What got the Millennium Express rolling?

It’s really result of the desire on the part of our postgraduate scholarship holders to build and strengthen their network. Wanting to make the most of their time in Germany, they are looking for an interdisciplinary setting in which to meet and get organised. They are looking for ‘outside-the-box’ exchange that not only pushes their horizons but builds the foundation for future networks. For example: A Ugandan from Dresden meets a Ugandan from Hanover as part of the Millennium Express, where the seeds of future projects are sown. Once back in Uganda, they’ll join forces and develop a full-blown project. The students have plenty planned.

Like what?

Some 270 scholarship holders arrive each year in Germany and are enrolled in postgraduate programs all around the country – from Freiburg to Flensburg, and from Bonn to Berlin. With a full schedule, complete with excursions and exams, it’s not always easy for the students to stay involved in the network. But when they met last year in Bonn, they decided to re-commit to a network devoted to issues related to sustainable development, with the baton being passed each year to the new incoming class of scholarship holders. The students have organised themselves into six workgroups, where they look at some of toughest challenges of the 21st century, such as poverty reduction, conflict prevention or resource management. The Millennium Express provides a meeting point, both thematically and organisationally, for more than 40 different academic programmes.

What makes the Millennium Express so special?

Participants come from a diversity of professional and cultural backgrounds, so the workshop discussions are characterised by a wide range of perspectives. The interdisciplinary, holistic approach here in Germany is new to many of the programme participants. It is an experience that both challenges and enriches them. These kinds of workshops can also produce new and innovative research ideas and projects, which the participants can then introduce back in their home countries.

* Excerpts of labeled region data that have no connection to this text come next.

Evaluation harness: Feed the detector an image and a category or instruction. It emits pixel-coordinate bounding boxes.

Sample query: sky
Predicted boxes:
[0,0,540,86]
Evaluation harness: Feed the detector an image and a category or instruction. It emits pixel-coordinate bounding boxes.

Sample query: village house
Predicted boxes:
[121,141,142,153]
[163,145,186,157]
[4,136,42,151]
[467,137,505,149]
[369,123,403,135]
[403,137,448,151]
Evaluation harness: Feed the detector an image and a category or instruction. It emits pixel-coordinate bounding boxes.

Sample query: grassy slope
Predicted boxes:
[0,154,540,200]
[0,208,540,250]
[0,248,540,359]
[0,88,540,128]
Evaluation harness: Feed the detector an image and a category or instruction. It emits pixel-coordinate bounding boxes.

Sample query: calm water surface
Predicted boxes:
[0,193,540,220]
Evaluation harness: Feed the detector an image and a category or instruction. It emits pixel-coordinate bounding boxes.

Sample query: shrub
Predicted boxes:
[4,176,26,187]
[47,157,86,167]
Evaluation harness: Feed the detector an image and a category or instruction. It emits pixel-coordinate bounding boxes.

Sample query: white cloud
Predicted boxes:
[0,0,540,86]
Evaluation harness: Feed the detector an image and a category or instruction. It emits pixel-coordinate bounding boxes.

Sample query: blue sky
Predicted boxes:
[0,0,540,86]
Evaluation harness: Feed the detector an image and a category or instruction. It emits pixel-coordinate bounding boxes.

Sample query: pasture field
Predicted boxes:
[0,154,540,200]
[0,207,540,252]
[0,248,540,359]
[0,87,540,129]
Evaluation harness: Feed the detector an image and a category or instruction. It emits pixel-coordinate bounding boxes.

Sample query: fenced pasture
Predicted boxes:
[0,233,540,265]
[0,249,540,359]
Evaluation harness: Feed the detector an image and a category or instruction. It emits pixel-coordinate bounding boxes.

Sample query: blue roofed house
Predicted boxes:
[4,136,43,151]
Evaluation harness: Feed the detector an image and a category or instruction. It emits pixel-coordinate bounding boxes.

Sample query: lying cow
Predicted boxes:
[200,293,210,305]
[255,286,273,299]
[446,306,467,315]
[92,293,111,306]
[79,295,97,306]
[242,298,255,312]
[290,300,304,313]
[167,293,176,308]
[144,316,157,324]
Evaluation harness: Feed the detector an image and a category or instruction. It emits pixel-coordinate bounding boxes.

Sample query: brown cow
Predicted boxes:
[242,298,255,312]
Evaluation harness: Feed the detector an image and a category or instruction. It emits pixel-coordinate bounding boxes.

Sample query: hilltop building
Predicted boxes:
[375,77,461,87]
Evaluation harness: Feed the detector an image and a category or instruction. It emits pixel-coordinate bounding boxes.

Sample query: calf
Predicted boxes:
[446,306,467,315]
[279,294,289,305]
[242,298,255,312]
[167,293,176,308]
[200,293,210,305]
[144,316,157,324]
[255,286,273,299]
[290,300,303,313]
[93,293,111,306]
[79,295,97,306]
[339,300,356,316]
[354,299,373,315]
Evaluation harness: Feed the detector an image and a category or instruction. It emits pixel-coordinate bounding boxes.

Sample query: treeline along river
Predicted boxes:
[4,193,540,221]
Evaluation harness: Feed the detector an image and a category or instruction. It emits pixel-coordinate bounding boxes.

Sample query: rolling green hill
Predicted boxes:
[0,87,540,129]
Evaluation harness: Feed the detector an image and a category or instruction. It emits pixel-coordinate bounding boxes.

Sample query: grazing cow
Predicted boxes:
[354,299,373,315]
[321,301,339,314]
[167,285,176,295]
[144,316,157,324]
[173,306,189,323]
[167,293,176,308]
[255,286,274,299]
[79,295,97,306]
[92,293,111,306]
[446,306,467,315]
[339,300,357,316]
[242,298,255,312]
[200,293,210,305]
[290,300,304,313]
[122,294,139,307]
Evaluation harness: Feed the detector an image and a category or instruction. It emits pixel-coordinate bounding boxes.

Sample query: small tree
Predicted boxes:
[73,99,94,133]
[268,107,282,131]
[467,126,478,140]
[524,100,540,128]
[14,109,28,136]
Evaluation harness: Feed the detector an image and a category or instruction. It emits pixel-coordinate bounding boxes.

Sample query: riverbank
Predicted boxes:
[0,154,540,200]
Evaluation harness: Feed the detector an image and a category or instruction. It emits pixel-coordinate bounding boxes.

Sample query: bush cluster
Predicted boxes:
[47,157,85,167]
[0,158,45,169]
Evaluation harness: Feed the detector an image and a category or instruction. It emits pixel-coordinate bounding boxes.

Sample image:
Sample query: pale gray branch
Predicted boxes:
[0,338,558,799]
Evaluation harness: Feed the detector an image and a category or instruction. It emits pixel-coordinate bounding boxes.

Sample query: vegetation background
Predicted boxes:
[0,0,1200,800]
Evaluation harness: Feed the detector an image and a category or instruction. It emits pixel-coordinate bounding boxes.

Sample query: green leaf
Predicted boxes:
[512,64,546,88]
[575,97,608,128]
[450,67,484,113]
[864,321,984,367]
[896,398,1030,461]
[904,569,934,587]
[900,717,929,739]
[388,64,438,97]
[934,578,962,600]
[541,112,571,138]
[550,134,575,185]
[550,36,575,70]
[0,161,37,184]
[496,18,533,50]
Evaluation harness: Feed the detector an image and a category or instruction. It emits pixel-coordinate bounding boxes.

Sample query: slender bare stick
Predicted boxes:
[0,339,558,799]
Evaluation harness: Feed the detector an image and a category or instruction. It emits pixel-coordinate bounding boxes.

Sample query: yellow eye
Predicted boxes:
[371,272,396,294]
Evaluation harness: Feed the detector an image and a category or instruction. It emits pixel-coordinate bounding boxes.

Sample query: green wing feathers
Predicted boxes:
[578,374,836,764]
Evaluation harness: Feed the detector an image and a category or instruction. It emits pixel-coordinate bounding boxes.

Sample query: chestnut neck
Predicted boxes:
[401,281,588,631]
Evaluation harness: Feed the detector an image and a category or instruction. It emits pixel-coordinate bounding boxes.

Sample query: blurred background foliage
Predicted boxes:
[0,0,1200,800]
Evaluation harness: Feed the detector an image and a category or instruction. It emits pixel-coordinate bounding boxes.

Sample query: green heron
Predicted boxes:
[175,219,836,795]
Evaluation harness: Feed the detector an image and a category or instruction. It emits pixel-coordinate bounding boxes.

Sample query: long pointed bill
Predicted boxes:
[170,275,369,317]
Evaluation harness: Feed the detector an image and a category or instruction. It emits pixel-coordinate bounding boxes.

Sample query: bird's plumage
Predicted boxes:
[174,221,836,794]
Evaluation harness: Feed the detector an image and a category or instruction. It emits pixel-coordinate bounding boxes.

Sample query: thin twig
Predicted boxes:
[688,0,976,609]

DAAD has been supporting the “Postgraduate Courses for Professionals with Relevance to Developing Countries” programme for 25 years now.
Sounds like a real success story …

Absolutely – and interest in the programme continues to grow with every new year. More than 5,000 students from developing and threshold countries have graduated from the programme since its inception 25 years ago. It’s a unique programme that helps young professionals and junior executives, all with at least two years of work experience under their belts, gain higher degrees in one of 40 different Masters and PhD programmes at a German university. A DAAD scholarship provides them the means to do this. Despite their diversity, the courses have one thing in common: they train the participants in interdisciplinary methods and research and teach them how to approach some of our time’s most pressing issues in a solution-oriented way.

What happens to the participants once they’ve completed their studies?

More than three-quarters of our programme graduates return to their home countries and launch their careers there. This demonstrates that the postgraduate courses are indeed tailored to the needs of the respective countries. Many alumni maintain contact to their German university, to DAAD and to their fellow colleagues from Latin America, Africa and Asia. And some take part in discipline-specific alumni projects, which helps maintain and build their international networks.